Grace Mukomberanwa (born 1944) is a Zimbabwean sculptor.

== Background ==
Mukomberanwa is a first-generation soapstone sculptor of Shona art. She was the wife of renowned first generation artist Nicholas Mukomberanwa. They both trained in soapstone sculptor and then trained their children in the same craft. She was one of the leading female sculptors in Zimbabwe. Her work has been exhibited in galleries around the world.

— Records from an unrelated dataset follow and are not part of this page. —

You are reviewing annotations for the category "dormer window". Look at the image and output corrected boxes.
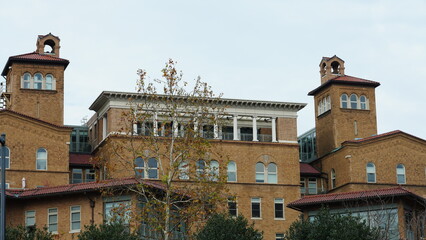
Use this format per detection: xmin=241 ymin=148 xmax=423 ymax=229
xmin=21 ymin=73 xmax=56 ymax=90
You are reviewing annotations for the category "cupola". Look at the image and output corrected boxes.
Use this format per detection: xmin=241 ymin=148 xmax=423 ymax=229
xmin=319 ymin=55 xmax=345 ymax=84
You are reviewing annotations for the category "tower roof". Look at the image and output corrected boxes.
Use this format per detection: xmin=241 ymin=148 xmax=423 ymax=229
xmin=1 ymin=51 xmax=69 ymax=76
xmin=308 ymin=75 xmax=380 ymax=96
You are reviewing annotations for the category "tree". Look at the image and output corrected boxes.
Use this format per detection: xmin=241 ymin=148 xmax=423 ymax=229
xmin=95 ymin=59 xmax=229 ymax=240
xmin=6 ymin=225 xmax=53 ymax=240
xmin=77 ymin=222 xmax=139 ymax=240
xmin=195 ymin=214 xmax=263 ymax=240
xmin=284 ymin=208 xmax=380 ymax=240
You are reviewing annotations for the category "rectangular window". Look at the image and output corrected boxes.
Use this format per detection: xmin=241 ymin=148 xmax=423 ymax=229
xmin=274 ymin=198 xmax=284 ymax=219
xmin=85 ymin=169 xmax=96 ymax=182
xmin=308 ymin=178 xmax=317 ymax=194
xmin=276 ymin=233 xmax=285 ymax=240
xmin=25 ymin=210 xmax=36 ymax=227
xmin=251 ymin=198 xmax=261 ymax=219
xmin=70 ymin=206 xmax=81 ymax=232
xmin=104 ymin=199 xmax=131 ymax=224
xmin=300 ymin=178 xmax=306 ymax=194
xmin=48 ymin=208 xmax=58 ymax=233
xmin=71 ymin=169 xmax=83 ymax=184
xmin=228 ymin=197 xmax=237 ymax=217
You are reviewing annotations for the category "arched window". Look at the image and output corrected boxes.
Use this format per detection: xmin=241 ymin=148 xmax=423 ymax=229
xmin=45 ymin=74 xmax=53 ymax=90
xmin=36 ymin=148 xmax=47 ymax=170
xmin=134 ymin=157 xmax=145 ymax=178
xmin=366 ymin=162 xmax=376 ymax=183
xmin=178 ymin=161 xmax=189 ymax=180
xmin=340 ymin=94 xmax=348 ymax=108
xmin=360 ymin=95 xmax=368 ymax=110
xmin=350 ymin=94 xmax=358 ymax=109
xmin=34 ymin=73 xmax=43 ymax=90
xmin=331 ymin=169 xmax=336 ymax=189
xmin=196 ymin=160 xmax=206 ymax=177
xmin=255 ymin=162 xmax=265 ymax=183
xmin=396 ymin=164 xmax=406 ymax=184
xmin=3 ymin=147 xmax=10 ymax=169
xmin=227 ymin=161 xmax=237 ymax=182
xmin=23 ymin=73 xmax=31 ymax=88
xmin=210 ymin=160 xmax=219 ymax=181
xmin=147 ymin=158 xmax=158 ymax=179
xmin=267 ymin=163 xmax=277 ymax=183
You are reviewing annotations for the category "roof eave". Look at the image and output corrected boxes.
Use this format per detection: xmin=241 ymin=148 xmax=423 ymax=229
xmin=1 ymin=57 xmax=70 ymax=76
xmin=308 ymin=80 xmax=381 ymax=96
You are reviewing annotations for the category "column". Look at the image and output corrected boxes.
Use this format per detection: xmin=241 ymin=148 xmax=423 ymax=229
xmin=271 ymin=117 xmax=277 ymax=142
xmin=180 ymin=124 xmax=185 ymax=137
xmin=173 ymin=121 xmax=179 ymax=138
xmin=252 ymin=116 xmax=258 ymax=141
xmin=213 ymin=114 xmax=219 ymax=139
xmin=233 ymin=115 xmax=239 ymax=140
xmin=133 ymin=122 xmax=138 ymax=135
xmin=194 ymin=117 xmax=198 ymax=137
xmin=153 ymin=112 xmax=158 ymax=136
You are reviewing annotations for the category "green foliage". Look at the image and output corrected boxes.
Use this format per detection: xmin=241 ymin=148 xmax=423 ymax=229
xmin=195 ymin=214 xmax=263 ymax=240
xmin=6 ymin=225 xmax=53 ymax=240
xmin=77 ymin=222 xmax=139 ymax=240
xmin=285 ymin=208 xmax=380 ymax=240
xmin=78 ymin=222 xmax=138 ymax=240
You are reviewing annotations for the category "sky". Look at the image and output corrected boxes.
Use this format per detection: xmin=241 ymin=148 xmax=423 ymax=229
xmin=1 ymin=0 xmax=426 ymax=139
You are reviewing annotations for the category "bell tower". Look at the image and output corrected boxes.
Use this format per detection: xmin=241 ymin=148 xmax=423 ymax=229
xmin=1 ymin=33 xmax=69 ymax=125
xmin=309 ymin=56 xmax=380 ymax=157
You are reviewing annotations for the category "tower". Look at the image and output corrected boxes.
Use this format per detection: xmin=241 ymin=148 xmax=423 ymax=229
xmin=309 ymin=56 xmax=380 ymax=157
xmin=1 ymin=33 xmax=69 ymax=125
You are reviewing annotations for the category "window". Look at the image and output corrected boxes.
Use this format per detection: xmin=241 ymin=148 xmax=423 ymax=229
xmin=104 ymin=198 xmax=131 ymax=224
xmin=72 ymin=169 xmax=83 ymax=184
xmin=331 ymin=169 xmax=336 ymax=189
xmin=45 ymin=74 xmax=53 ymax=90
xmin=276 ymin=233 xmax=285 ymax=240
xmin=48 ymin=208 xmax=58 ymax=233
xmin=85 ymin=169 xmax=96 ymax=182
xmin=2 ymin=147 xmax=10 ymax=169
xmin=366 ymin=162 xmax=376 ymax=183
xmin=227 ymin=161 xmax=237 ymax=182
xmin=397 ymin=164 xmax=406 ymax=184
xmin=36 ymin=148 xmax=47 ymax=170
xmin=70 ymin=206 xmax=81 ymax=232
xmin=341 ymin=94 xmax=348 ymax=108
xmin=196 ymin=160 xmax=206 ymax=177
xmin=274 ymin=198 xmax=284 ymax=219
xmin=360 ymin=95 xmax=368 ymax=110
xmin=25 ymin=210 xmax=36 ymax=228
xmin=308 ymin=178 xmax=317 ymax=194
xmin=228 ymin=197 xmax=237 ymax=217
xmin=251 ymin=198 xmax=261 ymax=219
xmin=318 ymin=96 xmax=331 ymax=115
xmin=178 ymin=161 xmax=189 ymax=180
xmin=135 ymin=157 xmax=145 ymax=178
xmin=23 ymin=73 xmax=31 ymax=88
xmin=209 ymin=160 xmax=219 ymax=181
xmin=350 ymin=94 xmax=358 ymax=109
xmin=300 ymin=178 xmax=306 ymax=194
xmin=255 ymin=162 xmax=265 ymax=183
xmin=147 ymin=158 xmax=158 ymax=179
xmin=267 ymin=163 xmax=277 ymax=183
xmin=34 ymin=73 xmax=43 ymax=89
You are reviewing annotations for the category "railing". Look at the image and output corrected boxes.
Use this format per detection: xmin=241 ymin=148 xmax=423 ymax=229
xmin=258 ymin=134 xmax=272 ymax=142
xmin=221 ymin=132 xmax=234 ymax=140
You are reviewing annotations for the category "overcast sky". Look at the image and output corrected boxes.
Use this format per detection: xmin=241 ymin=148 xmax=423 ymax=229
xmin=1 ymin=0 xmax=426 ymax=139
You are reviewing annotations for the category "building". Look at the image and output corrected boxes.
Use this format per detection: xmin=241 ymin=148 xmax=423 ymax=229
xmin=1 ymin=34 xmax=307 ymax=240
xmin=291 ymin=55 xmax=426 ymax=240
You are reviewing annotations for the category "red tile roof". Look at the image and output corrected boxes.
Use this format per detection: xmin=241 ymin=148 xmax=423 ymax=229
xmin=308 ymin=75 xmax=380 ymax=96
xmin=300 ymin=163 xmax=321 ymax=175
xmin=69 ymin=153 xmax=92 ymax=166
xmin=287 ymin=187 xmax=424 ymax=210
xmin=2 ymin=52 xmax=69 ymax=76
xmin=6 ymin=177 xmax=166 ymax=199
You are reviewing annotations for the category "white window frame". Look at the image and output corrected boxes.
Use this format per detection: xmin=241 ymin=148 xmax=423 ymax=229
xmin=274 ymin=198 xmax=285 ymax=220
xmin=300 ymin=177 xmax=306 ymax=194
xmin=209 ymin=160 xmax=219 ymax=181
xmin=308 ymin=178 xmax=317 ymax=194
xmin=25 ymin=210 xmax=36 ymax=227
xmin=178 ymin=161 xmax=189 ymax=180
xmin=366 ymin=162 xmax=376 ymax=183
xmin=251 ymin=197 xmax=261 ymax=219
xmin=45 ymin=74 xmax=55 ymax=90
xmin=34 ymin=73 xmax=43 ymax=90
xmin=360 ymin=95 xmax=368 ymax=110
xmin=350 ymin=94 xmax=358 ymax=109
xmin=134 ymin=157 xmax=145 ymax=179
xmin=227 ymin=161 xmax=237 ymax=182
xmin=196 ymin=160 xmax=206 ymax=178
xmin=22 ymin=73 xmax=32 ymax=89
xmin=3 ymin=147 xmax=10 ymax=169
xmin=70 ymin=205 xmax=81 ymax=233
xmin=276 ymin=233 xmax=285 ymax=240
xmin=228 ymin=197 xmax=238 ymax=217
xmin=267 ymin=163 xmax=278 ymax=184
xmin=255 ymin=162 xmax=265 ymax=183
xmin=396 ymin=164 xmax=406 ymax=184
xmin=36 ymin=148 xmax=47 ymax=170
xmin=85 ymin=169 xmax=96 ymax=182
xmin=71 ymin=168 xmax=83 ymax=184
xmin=340 ymin=94 xmax=348 ymax=108
xmin=147 ymin=157 xmax=158 ymax=179
xmin=331 ymin=169 xmax=336 ymax=189
xmin=48 ymin=208 xmax=58 ymax=233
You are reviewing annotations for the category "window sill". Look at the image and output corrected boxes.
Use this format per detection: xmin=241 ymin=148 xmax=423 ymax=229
xmin=274 ymin=218 xmax=285 ymax=221
xmin=69 ymin=230 xmax=80 ymax=234
xmin=251 ymin=217 xmax=262 ymax=220
xmin=20 ymin=88 xmax=57 ymax=93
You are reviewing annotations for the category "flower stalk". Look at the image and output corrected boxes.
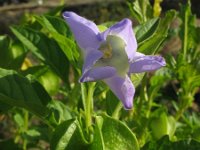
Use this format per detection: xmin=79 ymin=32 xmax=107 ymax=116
xmin=81 ymin=82 xmax=96 ymax=133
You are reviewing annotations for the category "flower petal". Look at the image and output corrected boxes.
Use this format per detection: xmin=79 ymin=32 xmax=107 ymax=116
xmin=129 ymin=55 xmax=166 ymax=73
xmin=101 ymin=19 xmax=137 ymax=61
xmin=82 ymin=50 xmax=103 ymax=73
xmin=79 ymin=66 xmax=116 ymax=82
xmin=63 ymin=11 xmax=101 ymax=51
xmin=104 ymin=75 xmax=135 ymax=109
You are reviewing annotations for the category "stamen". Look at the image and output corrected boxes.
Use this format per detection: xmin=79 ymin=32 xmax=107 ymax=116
xmin=99 ymin=43 xmax=113 ymax=59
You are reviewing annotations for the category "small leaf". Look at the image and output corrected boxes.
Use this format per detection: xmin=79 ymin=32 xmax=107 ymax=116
xmin=14 ymin=113 xmax=24 ymax=127
xmin=26 ymin=129 xmax=41 ymax=137
xmin=150 ymin=109 xmax=176 ymax=140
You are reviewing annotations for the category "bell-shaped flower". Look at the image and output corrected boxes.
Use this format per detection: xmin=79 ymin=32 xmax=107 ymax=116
xmin=63 ymin=11 xmax=166 ymax=109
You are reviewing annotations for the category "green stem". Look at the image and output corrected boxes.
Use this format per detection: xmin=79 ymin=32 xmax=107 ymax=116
xmin=137 ymin=75 xmax=148 ymax=116
xmin=112 ymin=102 xmax=123 ymax=119
xmin=183 ymin=4 xmax=188 ymax=59
xmin=175 ymin=93 xmax=193 ymax=120
xmin=23 ymin=110 xmax=29 ymax=150
xmin=81 ymin=82 xmax=96 ymax=133
xmin=146 ymin=97 xmax=153 ymax=118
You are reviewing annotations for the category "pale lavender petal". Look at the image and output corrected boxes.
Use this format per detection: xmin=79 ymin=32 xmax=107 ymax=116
xmin=79 ymin=66 xmax=116 ymax=82
xmin=129 ymin=56 xmax=166 ymax=73
xmin=82 ymin=50 xmax=103 ymax=73
xmin=104 ymin=75 xmax=135 ymax=109
xmin=101 ymin=19 xmax=137 ymax=61
xmin=132 ymin=52 xmax=145 ymax=60
xmin=63 ymin=11 xmax=101 ymax=51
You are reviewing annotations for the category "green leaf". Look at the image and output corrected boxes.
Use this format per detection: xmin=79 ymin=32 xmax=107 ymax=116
xmin=14 ymin=113 xmax=24 ymax=127
xmin=141 ymin=135 xmax=200 ymax=150
xmin=51 ymin=119 xmax=89 ymax=150
xmin=128 ymin=0 xmax=153 ymax=23
xmin=89 ymin=116 xmax=105 ymax=150
xmin=106 ymin=90 xmax=121 ymax=117
xmin=8 ymin=41 xmax=27 ymax=70
xmin=47 ymin=100 xmax=72 ymax=125
xmin=91 ymin=115 xmax=139 ymax=150
xmin=10 ymin=26 xmax=70 ymax=84
xmin=34 ymin=15 xmax=79 ymax=62
xmin=0 ymin=35 xmax=11 ymax=68
xmin=135 ymin=18 xmax=159 ymax=43
xmin=179 ymin=1 xmax=197 ymax=58
xmin=138 ymin=10 xmax=176 ymax=54
xmin=0 ymin=68 xmax=51 ymax=118
xmin=26 ymin=129 xmax=41 ymax=137
xmin=150 ymin=109 xmax=176 ymax=140
xmin=130 ymin=73 xmax=145 ymax=88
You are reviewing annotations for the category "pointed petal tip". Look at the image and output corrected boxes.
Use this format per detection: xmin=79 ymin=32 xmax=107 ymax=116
xmin=123 ymin=101 xmax=133 ymax=110
xmin=62 ymin=11 xmax=75 ymax=19
xmin=122 ymin=18 xmax=132 ymax=26
xmin=155 ymin=56 xmax=166 ymax=66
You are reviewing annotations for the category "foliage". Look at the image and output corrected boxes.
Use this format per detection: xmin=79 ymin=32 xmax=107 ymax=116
xmin=0 ymin=0 xmax=200 ymax=149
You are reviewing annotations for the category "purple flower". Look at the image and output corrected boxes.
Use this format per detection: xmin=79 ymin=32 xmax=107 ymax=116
xmin=63 ymin=11 xmax=166 ymax=109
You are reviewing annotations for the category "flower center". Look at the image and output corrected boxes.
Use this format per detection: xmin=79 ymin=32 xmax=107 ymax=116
xmin=99 ymin=43 xmax=113 ymax=59
xmin=96 ymin=35 xmax=129 ymax=77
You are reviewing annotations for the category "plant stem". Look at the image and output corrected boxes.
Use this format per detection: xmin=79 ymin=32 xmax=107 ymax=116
xmin=175 ymin=93 xmax=193 ymax=120
xmin=112 ymin=102 xmax=123 ymax=119
xmin=81 ymin=82 xmax=96 ymax=133
xmin=137 ymin=75 xmax=148 ymax=116
xmin=183 ymin=8 xmax=188 ymax=59
xmin=23 ymin=110 xmax=29 ymax=150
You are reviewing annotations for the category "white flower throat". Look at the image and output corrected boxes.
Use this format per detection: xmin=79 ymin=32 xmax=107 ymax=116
xmin=96 ymin=35 xmax=129 ymax=76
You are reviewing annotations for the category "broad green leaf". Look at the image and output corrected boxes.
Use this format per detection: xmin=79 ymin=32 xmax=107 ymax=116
xmin=10 ymin=26 xmax=70 ymax=85
xmin=51 ymin=119 xmax=89 ymax=150
xmin=34 ymin=15 xmax=79 ymax=62
xmin=0 ymin=68 xmax=51 ymax=118
xmin=138 ymin=10 xmax=176 ymax=54
xmin=91 ymin=115 xmax=139 ymax=150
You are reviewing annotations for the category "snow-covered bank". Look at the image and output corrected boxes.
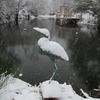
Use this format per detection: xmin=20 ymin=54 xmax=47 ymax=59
xmin=0 ymin=75 xmax=41 ymax=100
xmin=38 ymin=15 xmax=56 ymax=19
xmin=0 ymin=75 xmax=100 ymax=100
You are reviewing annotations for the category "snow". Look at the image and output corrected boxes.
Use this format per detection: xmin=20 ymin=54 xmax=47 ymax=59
xmin=72 ymin=13 xmax=82 ymax=19
xmin=78 ymin=12 xmax=97 ymax=25
xmin=19 ymin=73 xmax=23 ymax=77
xmin=33 ymin=27 xmax=50 ymax=38
xmin=0 ymin=76 xmax=100 ymax=100
xmin=40 ymin=80 xmax=62 ymax=98
xmin=94 ymin=89 xmax=100 ymax=91
xmin=38 ymin=37 xmax=69 ymax=61
xmin=38 ymin=15 xmax=56 ymax=19
xmin=40 ymin=81 xmax=86 ymax=100
xmin=30 ymin=15 xmax=36 ymax=20
xmin=0 ymin=75 xmax=42 ymax=100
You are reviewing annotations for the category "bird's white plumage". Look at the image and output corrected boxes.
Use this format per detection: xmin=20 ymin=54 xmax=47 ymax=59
xmin=38 ymin=37 xmax=69 ymax=61
xmin=33 ymin=27 xmax=69 ymax=61
xmin=33 ymin=27 xmax=50 ymax=38
xmin=34 ymin=27 xmax=69 ymax=81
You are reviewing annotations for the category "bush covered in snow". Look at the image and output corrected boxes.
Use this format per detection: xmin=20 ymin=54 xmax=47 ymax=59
xmin=78 ymin=11 xmax=97 ymax=25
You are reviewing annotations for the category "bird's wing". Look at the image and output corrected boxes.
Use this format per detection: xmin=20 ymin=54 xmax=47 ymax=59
xmin=40 ymin=41 xmax=69 ymax=61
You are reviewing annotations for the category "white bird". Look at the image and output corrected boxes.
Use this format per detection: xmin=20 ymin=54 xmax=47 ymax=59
xmin=33 ymin=27 xmax=69 ymax=81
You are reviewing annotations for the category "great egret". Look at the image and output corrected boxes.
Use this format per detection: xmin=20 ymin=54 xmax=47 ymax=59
xmin=33 ymin=27 xmax=69 ymax=81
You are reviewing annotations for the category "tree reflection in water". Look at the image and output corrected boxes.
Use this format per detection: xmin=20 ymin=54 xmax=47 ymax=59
xmin=72 ymin=26 xmax=100 ymax=95
xmin=0 ymin=26 xmax=20 ymax=75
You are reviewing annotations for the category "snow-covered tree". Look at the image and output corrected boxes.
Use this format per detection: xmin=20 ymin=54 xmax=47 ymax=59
xmin=0 ymin=1 xmax=8 ymax=24
xmin=75 ymin=0 xmax=95 ymax=12
xmin=75 ymin=0 xmax=100 ymax=15
xmin=0 ymin=0 xmax=25 ymax=24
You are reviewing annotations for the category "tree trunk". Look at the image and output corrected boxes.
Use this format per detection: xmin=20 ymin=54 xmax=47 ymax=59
xmin=15 ymin=13 xmax=19 ymax=25
xmin=28 ymin=14 xmax=30 ymax=20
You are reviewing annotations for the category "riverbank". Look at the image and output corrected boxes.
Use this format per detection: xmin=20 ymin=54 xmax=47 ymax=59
xmin=0 ymin=75 xmax=100 ymax=100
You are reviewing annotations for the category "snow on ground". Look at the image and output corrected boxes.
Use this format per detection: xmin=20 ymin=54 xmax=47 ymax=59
xmin=0 ymin=75 xmax=42 ymax=100
xmin=0 ymin=75 xmax=100 ymax=100
xmin=18 ymin=73 xmax=23 ymax=77
xmin=40 ymin=80 xmax=100 ymax=100
xmin=38 ymin=15 xmax=56 ymax=19
xmin=40 ymin=80 xmax=62 ymax=98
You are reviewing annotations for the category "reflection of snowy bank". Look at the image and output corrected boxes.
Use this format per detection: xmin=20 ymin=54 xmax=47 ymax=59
xmin=0 ymin=75 xmax=100 ymax=100
xmin=18 ymin=9 xmax=98 ymax=26
xmin=37 ymin=15 xmax=56 ymax=19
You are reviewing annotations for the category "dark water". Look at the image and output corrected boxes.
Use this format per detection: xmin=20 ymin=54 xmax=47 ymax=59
xmin=0 ymin=19 xmax=100 ymax=96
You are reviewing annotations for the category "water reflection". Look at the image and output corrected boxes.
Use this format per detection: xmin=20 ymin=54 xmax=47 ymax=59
xmin=80 ymin=25 xmax=97 ymax=39
xmin=0 ymin=27 xmax=19 ymax=75
xmin=0 ymin=19 xmax=100 ymax=96
xmin=72 ymin=24 xmax=100 ymax=93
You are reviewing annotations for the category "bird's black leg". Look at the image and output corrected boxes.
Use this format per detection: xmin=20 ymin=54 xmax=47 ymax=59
xmin=49 ymin=62 xmax=58 ymax=83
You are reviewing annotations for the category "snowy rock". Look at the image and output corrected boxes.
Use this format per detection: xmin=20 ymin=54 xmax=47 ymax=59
xmin=60 ymin=83 xmax=84 ymax=100
xmin=40 ymin=80 xmax=62 ymax=98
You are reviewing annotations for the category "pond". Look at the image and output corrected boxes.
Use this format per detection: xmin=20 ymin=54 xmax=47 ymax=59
xmin=0 ymin=18 xmax=100 ymax=96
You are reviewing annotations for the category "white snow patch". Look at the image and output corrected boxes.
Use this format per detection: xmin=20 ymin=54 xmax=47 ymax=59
xmin=0 ymin=76 xmax=100 ymax=100
xmin=33 ymin=27 xmax=50 ymax=38
xmin=40 ymin=80 xmax=100 ymax=100
xmin=78 ymin=12 xmax=97 ymax=25
xmin=0 ymin=76 xmax=42 ymax=100
xmin=19 ymin=73 xmax=23 ymax=77
xmin=40 ymin=80 xmax=62 ymax=98
xmin=38 ymin=15 xmax=56 ymax=19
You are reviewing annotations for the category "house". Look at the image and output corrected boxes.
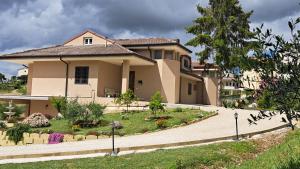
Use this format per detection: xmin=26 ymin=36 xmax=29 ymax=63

She is a member of the Mukomberanwa family, who are renowned sculptors. Mukomberanwa was the wife of Nicholas Mukomberanwa. She was the mother of sons Anderson, Lawrence Mukomberanwa, Tendai, Taguma, daughters Netsai, and Ennica Mukomberanwa, and the aunt of Nesbert Mukomberanwa, all of whom are sculptors.